L'équilibre


[Extrait de la revue "Message du Vedanta" - Recherche De l'Equilibre Et De l'Harmonie Dans La Vie - par Swami Shraddhananda Giri]

La notion d'équilibre est étroitement liée à la question concernant le but final de la vie ou à la nature essentielle de l'homme. L'idée de l'équilibre n'est pas liée avec l'idée de la juste proportion de toutes choses. Aucune envie n'est plus forte que les autres, l'envie de jouir ne doit pas être plus forte que la nécessité de s'abstenir ou bien l'envie de s'abstenir ne doit pas être plus forte que la nécessité de jouir, par exemple. Le vrai équilibre n'est pas comme une balance où aucun côté n'est plus haut que l'autre.

Le vrai critère de l'équilibre d'une personne est sa capacité de maintenir sa joie de vivre dans toutes les circonstances, par contre l'état de déséquilibre d'une personne la conduit vers la souffrance. En général, dans la société, l'idée de l'équilibre d'une personne est liée avec sa convivialité, son sens critique, sa capacité d'analyser les situations, celle d'évaluer les dangers, son minimum de joie de vivre, l'acceptation des autres etc.

L'absence totale des aspects précités assujettit l'individu à la souffrance. La souffrance est le critère du déséquilibre, c'est la raison pour laquelle l'équilibre par excellence est l'état d'esprit et la connaissance d'un être humain qui prévient la souffrance et maintient la joie de vivre naturelle dans toutes les circonstances. Mais le vrai équilibre d'une personne provient de la prise de conscience de sa vraie identité, la Conscience Pure, la source de sa joie qui ne tarit jamais.

Dans la société un individu est considéré comme déséquilibré lorsqu'il manifeste des troubles du comportement, qu'il a perdu sa joie de vivre et qu'il met en péril la tranquillité des autres. C'est alors qu'on lui accorde des soins médicaux pour : diminuer sa souffrance et afin qu'il soit acceptable dans la société.

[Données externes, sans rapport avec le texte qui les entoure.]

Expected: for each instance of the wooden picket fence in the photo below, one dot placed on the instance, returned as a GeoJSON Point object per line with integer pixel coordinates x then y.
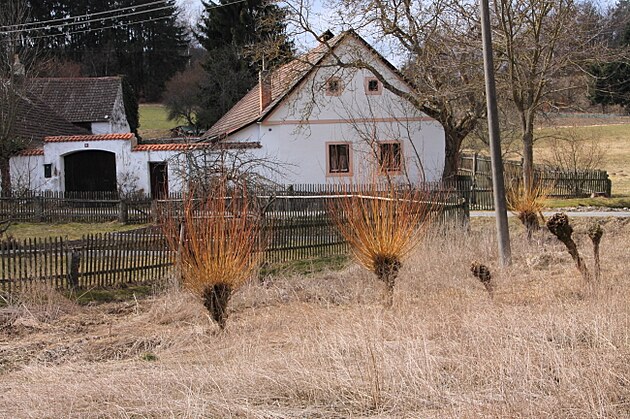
{"type": "Point", "coordinates": [64, 207]}
{"type": "Point", "coordinates": [297, 226]}
{"type": "Point", "coordinates": [93, 261]}
{"type": "Point", "coordinates": [476, 180]}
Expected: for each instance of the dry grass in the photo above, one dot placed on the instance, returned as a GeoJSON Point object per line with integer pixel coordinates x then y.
{"type": "Point", "coordinates": [323, 347]}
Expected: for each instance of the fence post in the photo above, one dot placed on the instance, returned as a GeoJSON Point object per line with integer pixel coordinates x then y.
{"type": "Point", "coordinates": [73, 269]}
{"type": "Point", "coordinates": [123, 211]}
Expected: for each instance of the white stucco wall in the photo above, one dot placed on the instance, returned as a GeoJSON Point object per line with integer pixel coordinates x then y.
{"type": "Point", "coordinates": [27, 173]}
{"type": "Point", "coordinates": [299, 130]}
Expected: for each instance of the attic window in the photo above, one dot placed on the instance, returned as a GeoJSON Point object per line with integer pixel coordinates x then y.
{"type": "Point", "coordinates": [334, 86]}
{"type": "Point", "coordinates": [372, 86]}
{"type": "Point", "coordinates": [390, 156]}
{"type": "Point", "coordinates": [339, 159]}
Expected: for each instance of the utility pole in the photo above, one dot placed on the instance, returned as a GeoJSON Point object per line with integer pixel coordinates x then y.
{"type": "Point", "coordinates": [503, 233]}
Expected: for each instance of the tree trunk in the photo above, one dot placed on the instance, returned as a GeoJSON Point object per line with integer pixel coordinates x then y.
{"type": "Point", "coordinates": [5, 173]}
{"type": "Point", "coordinates": [528, 155]}
{"type": "Point", "coordinates": [452, 145]}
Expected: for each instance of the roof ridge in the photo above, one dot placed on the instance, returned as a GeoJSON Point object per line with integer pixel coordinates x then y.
{"type": "Point", "coordinates": [320, 52]}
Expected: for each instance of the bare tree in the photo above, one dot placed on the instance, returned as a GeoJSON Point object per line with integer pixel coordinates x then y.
{"type": "Point", "coordinates": [537, 42]}
{"type": "Point", "coordinates": [438, 44]}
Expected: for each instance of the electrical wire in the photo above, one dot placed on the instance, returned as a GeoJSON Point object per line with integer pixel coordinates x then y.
{"type": "Point", "coordinates": [122, 25]}
{"type": "Point", "coordinates": [47, 27]}
{"type": "Point", "coordinates": [87, 15]}
{"type": "Point", "coordinates": [102, 19]}
{"type": "Point", "coordinates": [119, 25]}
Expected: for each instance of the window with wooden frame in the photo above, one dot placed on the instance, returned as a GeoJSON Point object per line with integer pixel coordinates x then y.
{"type": "Point", "coordinates": [339, 159]}
{"type": "Point", "coordinates": [334, 86]}
{"type": "Point", "coordinates": [373, 86]}
{"type": "Point", "coordinates": [390, 156]}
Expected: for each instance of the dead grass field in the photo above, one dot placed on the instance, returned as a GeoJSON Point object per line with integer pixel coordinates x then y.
{"type": "Point", "coordinates": [323, 346]}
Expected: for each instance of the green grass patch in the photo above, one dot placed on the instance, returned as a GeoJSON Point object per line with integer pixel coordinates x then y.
{"type": "Point", "coordinates": [154, 122]}
{"type": "Point", "coordinates": [109, 295]}
{"type": "Point", "coordinates": [73, 231]}
{"type": "Point", "coordinates": [613, 139]}
{"type": "Point", "coordinates": [306, 267]}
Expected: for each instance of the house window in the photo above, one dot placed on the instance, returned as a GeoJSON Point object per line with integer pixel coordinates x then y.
{"type": "Point", "coordinates": [390, 156]}
{"type": "Point", "coordinates": [338, 159]}
{"type": "Point", "coordinates": [372, 86]}
{"type": "Point", "coordinates": [334, 86]}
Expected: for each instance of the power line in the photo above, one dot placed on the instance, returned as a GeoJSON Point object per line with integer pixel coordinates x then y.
{"type": "Point", "coordinates": [102, 19]}
{"type": "Point", "coordinates": [87, 15]}
{"type": "Point", "coordinates": [120, 25]}
{"type": "Point", "coordinates": [123, 25]}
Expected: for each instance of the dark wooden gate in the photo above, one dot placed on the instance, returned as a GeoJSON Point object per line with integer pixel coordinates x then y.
{"type": "Point", "coordinates": [159, 180]}
{"type": "Point", "coordinates": [90, 171]}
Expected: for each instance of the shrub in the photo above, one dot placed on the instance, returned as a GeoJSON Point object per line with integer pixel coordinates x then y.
{"type": "Point", "coordinates": [218, 242]}
{"type": "Point", "coordinates": [527, 203]}
{"type": "Point", "coordinates": [382, 225]}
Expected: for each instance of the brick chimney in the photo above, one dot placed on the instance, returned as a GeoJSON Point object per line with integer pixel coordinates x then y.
{"type": "Point", "coordinates": [264, 81]}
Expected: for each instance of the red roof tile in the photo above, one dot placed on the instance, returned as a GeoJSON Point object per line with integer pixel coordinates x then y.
{"type": "Point", "coordinates": [196, 146]}
{"type": "Point", "coordinates": [80, 99]}
{"type": "Point", "coordinates": [32, 152]}
{"type": "Point", "coordinates": [97, 137]}
{"type": "Point", "coordinates": [283, 80]}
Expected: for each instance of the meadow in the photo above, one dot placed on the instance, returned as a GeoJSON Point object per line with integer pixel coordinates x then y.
{"type": "Point", "coordinates": [323, 345]}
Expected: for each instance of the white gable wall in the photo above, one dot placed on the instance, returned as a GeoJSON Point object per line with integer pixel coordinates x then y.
{"type": "Point", "coordinates": [299, 130]}
{"type": "Point", "coordinates": [116, 122]}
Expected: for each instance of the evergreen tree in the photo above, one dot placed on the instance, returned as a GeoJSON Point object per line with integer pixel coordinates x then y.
{"type": "Point", "coordinates": [146, 44]}
{"type": "Point", "coordinates": [611, 85]}
{"type": "Point", "coordinates": [239, 38]}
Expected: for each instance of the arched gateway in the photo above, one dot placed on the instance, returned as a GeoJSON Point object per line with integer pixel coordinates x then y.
{"type": "Point", "coordinates": [90, 170]}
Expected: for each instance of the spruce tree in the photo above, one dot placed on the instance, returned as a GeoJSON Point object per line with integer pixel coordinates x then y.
{"type": "Point", "coordinates": [147, 48]}
{"type": "Point", "coordinates": [239, 38]}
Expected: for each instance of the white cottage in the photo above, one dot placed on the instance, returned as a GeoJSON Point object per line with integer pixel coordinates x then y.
{"type": "Point", "coordinates": [326, 123]}
{"type": "Point", "coordinates": [309, 121]}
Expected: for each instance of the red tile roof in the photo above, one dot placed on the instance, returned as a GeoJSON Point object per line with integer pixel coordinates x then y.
{"type": "Point", "coordinates": [283, 81]}
{"type": "Point", "coordinates": [32, 152]}
{"type": "Point", "coordinates": [97, 137]}
{"type": "Point", "coordinates": [80, 99]}
{"type": "Point", "coordinates": [34, 120]}
{"type": "Point", "coordinates": [196, 146]}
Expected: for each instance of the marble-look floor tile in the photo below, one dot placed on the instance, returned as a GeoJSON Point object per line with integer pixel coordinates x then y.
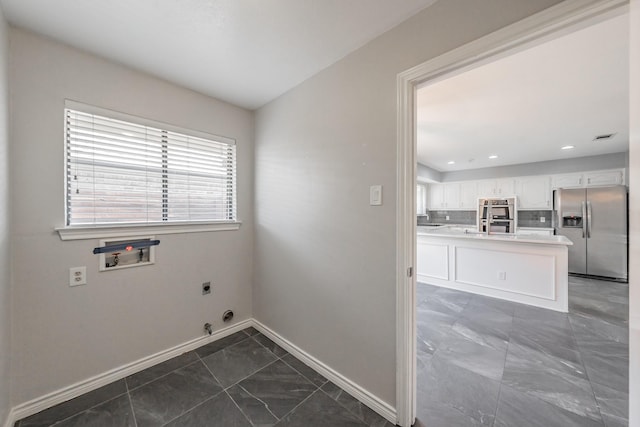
{"type": "Point", "coordinates": [251, 331]}
{"type": "Point", "coordinates": [280, 387]}
{"type": "Point", "coordinates": [611, 312]}
{"type": "Point", "coordinates": [529, 312]}
{"type": "Point", "coordinates": [255, 409]}
{"type": "Point", "coordinates": [219, 411]}
{"type": "Point", "coordinates": [74, 406]}
{"type": "Point", "coordinates": [359, 409]}
{"type": "Point", "coordinates": [303, 369]}
{"type": "Point", "coordinates": [168, 397]}
{"type": "Point", "coordinates": [113, 413]}
{"type": "Point", "coordinates": [485, 326]}
{"type": "Point", "coordinates": [432, 328]}
{"type": "Point", "coordinates": [238, 361]}
{"type": "Point", "coordinates": [483, 360]}
{"type": "Point", "coordinates": [471, 394]}
{"type": "Point", "coordinates": [587, 328]}
{"type": "Point", "coordinates": [612, 421]}
{"type": "Point", "coordinates": [569, 362]}
{"type": "Point", "coordinates": [436, 414]}
{"type": "Point", "coordinates": [607, 363]}
{"type": "Point", "coordinates": [565, 390]}
{"type": "Point", "coordinates": [320, 410]}
{"type": "Point", "coordinates": [447, 301]}
{"type": "Point", "coordinates": [612, 402]}
{"type": "Point", "coordinates": [156, 371]}
{"type": "Point", "coordinates": [215, 346]}
{"type": "Point", "coordinates": [270, 345]}
{"type": "Point", "coordinates": [522, 410]}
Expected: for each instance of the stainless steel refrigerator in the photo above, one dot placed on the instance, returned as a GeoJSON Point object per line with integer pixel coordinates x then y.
{"type": "Point", "coordinates": [595, 220]}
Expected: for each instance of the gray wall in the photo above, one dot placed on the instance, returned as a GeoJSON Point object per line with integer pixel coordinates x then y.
{"type": "Point", "coordinates": [427, 174]}
{"type": "Point", "coordinates": [634, 219]}
{"type": "Point", "coordinates": [607, 161]}
{"type": "Point", "coordinates": [62, 334]}
{"type": "Point", "coordinates": [324, 258]}
{"type": "Point", "coordinates": [5, 245]}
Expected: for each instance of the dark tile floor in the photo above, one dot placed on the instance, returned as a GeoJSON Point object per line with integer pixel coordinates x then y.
{"type": "Point", "coordinates": [244, 379]}
{"type": "Point", "coordinates": [488, 362]}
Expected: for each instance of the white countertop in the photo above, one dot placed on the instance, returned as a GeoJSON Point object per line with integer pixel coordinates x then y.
{"type": "Point", "coordinates": [461, 232]}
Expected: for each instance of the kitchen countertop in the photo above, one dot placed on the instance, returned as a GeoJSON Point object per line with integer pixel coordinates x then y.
{"type": "Point", "coordinates": [461, 232]}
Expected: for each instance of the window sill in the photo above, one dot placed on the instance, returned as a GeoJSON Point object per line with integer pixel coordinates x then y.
{"type": "Point", "coordinates": [102, 232]}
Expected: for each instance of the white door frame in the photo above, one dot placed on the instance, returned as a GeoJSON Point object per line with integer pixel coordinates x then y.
{"type": "Point", "coordinates": [548, 24]}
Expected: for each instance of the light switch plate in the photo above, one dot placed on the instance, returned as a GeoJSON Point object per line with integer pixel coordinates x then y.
{"type": "Point", "coordinates": [375, 195]}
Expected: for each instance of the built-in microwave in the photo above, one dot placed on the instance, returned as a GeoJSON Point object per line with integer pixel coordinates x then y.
{"type": "Point", "coordinates": [497, 215]}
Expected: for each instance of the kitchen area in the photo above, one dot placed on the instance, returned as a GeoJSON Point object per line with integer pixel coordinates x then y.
{"type": "Point", "coordinates": [518, 238]}
{"type": "Point", "coordinates": [522, 300]}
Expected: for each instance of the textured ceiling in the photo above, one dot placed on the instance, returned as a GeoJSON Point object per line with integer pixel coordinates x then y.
{"type": "Point", "coordinates": [525, 107]}
{"type": "Point", "coordinates": [246, 52]}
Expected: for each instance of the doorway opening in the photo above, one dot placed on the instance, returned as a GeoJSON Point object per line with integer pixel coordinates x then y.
{"type": "Point", "coordinates": [539, 29]}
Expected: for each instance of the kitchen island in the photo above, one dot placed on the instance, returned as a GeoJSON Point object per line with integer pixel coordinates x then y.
{"type": "Point", "coordinates": [529, 269]}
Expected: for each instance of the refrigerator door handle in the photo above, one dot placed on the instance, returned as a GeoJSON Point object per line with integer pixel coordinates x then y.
{"type": "Point", "coordinates": [584, 216]}
{"type": "Point", "coordinates": [588, 219]}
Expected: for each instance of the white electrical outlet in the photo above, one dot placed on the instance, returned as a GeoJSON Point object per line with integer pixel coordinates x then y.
{"type": "Point", "coordinates": [77, 276]}
{"type": "Point", "coordinates": [375, 195]}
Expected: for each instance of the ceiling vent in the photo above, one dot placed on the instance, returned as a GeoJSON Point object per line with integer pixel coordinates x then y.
{"type": "Point", "coordinates": [604, 137]}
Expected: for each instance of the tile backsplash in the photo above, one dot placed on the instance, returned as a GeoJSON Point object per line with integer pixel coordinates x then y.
{"type": "Point", "coordinates": [532, 219]}
{"type": "Point", "coordinates": [525, 218]}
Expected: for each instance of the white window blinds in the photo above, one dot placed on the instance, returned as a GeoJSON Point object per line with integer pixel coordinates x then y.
{"type": "Point", "coordinates": [126, 173]}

Connaître la cause réelle de son déséquilibre ne fait pas partie du domaine des professionnels de la santé.

Le vrai critère de l'équilibre d'un individu est sa capacité de se référer, dans toutes les circonstances, à sa vraie source de joie, la Conscience Pure, son identité réelle, autrement il cherchera à réaliser l'impossible par son mental. Dans cette condition le mental entrera dans la logique de déséquilibre dont les principaux aspects sont: le sentiment de frustration, de privation, de culpabilité. A cause d'une agitation excessive, le mental ne pourra plus bénéficier de l'énergie qui émane de la Conscience et qui nourrit et enrichit la personnalité, par conséquent il ne sera pas en mesure de manifester les aspects nobles de l'individu.

Apparemment, c'est le problème de la survie qui se pose en priorité. Ce problème est réel, aussi bien pour le nourrisson que pour le vieillard. Un bébé qui craint de périr fait tout pour survivre. Bien que ce problème de survie paraisse le plus important, on peut observer, néanmoins, qu'un individu ne désire pas non plus vivre n'importe comment.

De toute évidence, l'homme cherche à vivre dans la joie. Quand bien même un individu accepte de vivre dans la souffrance, c'est parce qu'il espère vivre dans la joie plus tard. S'il est placé dans une situation où tout espoir est perdu et qu'il vit dans une souffrance insurmontable, il penchera vers le suicide.

Or, il s'agit de savoir si tout ce que nous faisons a pour but d'obtenir une joie non encore réalisée ou plutôt de conserver une joie inhérente au Soi.

Dans le premier cas, si nous ne vivons pas dans la joie, mais qu'il faut d'abord la réaliser par nos efforts, par des moyens extérieurs, comme on construit une maison qui n'existait pas auparavant, la joie ainsi réalisée sera périssable comme toute autre réalisation matérielle. Si, par contre, nous avons une joie inhérente, en tant que nature de la Conscience, une source indépendante de joie, pourquoi ferions-nous tant d'efforts pour chercher cette dernière à l'extérieur, comme si notre joie ne pouvait venir que d'éléments extérieurs ?

La réponse est la suivante :

Nous sommes ignorants en ce qui concerne cette source naturelle de joie inhérente. Cette joie naturelle est la caractéristique même de la Conscience, mais par ignorance l'individu cherche une joie déformée. Cela revient à dire qu'on apprécie une lumière vue à travers une vitre colorée plutôt qu'une lumière telle qu'elle est.

La racine du déséquilibre demeure dans l'oubli plus ou moins grand de cette source inhérente de joie, source indépendante des éléments extérieurs. L'équilibre est essentiellement en relation avec quelque chose de vrai, de stable pour vivre dans la joie. Plus on oublie que la joie indépendante se trouve au sein de la Conscience, plus on sera tributaire de l'inquiétude et de la dépression nerveuse et du penchant vers la folie.

Chacune de nos pensées et chacun de nos efforts créent des mouvements dans notre organisme et des fluctuations dans notre mental. En général, une personne plus ou moins consciente a la conviction que la nature de l'homme est d'être heureux par lui-même. Si sa dépendance des choses extérieures dépasse certaines limites pour être heureux, cela crée des troubles dans son esprit, de l'inquiétude, du stress…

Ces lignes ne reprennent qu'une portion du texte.